Sadly, we are unable to undergo his Ministration as we forgot to invite him but maybe he’s waiting for us in Falmouth.
More phosphorescent strobes in the wake again this evening. It’s as if all the dinos in a cubic foot of water go off at once making an intense green flash. Must be caused by some kind of fish – cant think of any other explanation. Perhaps flying fish taking off and landing.
Tori – I think you’re right about Slarty – fun looking for his signature on Cape Horn. See if you can spot it in the photos. And we know all about Gordon and the Boat Incident. Silly person.
From Malcom C and Phil Y
Here is the good oil on the black patch near the Southern Cross. It is actually called the Coal Sack and is well known. It is a region where foreground dust obscures the stars behind it. It is dark matter but not dark matter in the sense that astronomers talk about dark matter.
Dark Matter, as astronomers know it, is non-luminous material between the stars in a galaxy that outweighs all stars in a galaxy by a factor of 10 times.
There are other patches of dust throughout the Milky Way but their total mass is small, small even compared to the total mass of the stars alone.
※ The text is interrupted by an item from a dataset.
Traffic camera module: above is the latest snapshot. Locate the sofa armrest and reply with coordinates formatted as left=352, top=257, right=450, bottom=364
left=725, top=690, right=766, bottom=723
There are other famous patches of dust. The most famous is the one in Orion that causes the so-called Horsehead Nebula. You should be able to see that soon.
Another intrepid navigator, Ferdinand Magellan, in an idle moment on the quarter deck, discovered the Magellanic Clouds a few hundred years ago.
I guess Peter Crozier (cross bearer) is already partly immortalised in the name of the Southern Cross. Alex, keep looking at the skies you may yet see an unnamed comet, asteroid, or super nova that someone might name after you. If its an asteroid and it begins to fill your field of vision, duck.
Many thanks to Phil Y for the facts.
Malcom – thanks for directing the big guns at my very unscientific questions – can you see the dark patch from Sydney or is there too much ambient light? If Phil replies, could you ask him if it’s ok to post his answer? Malcolm takes all the addresses and other guff off our webmail so I don’t have his address. And a Kiwi in the Smithsonian – bastards are everywhere these days.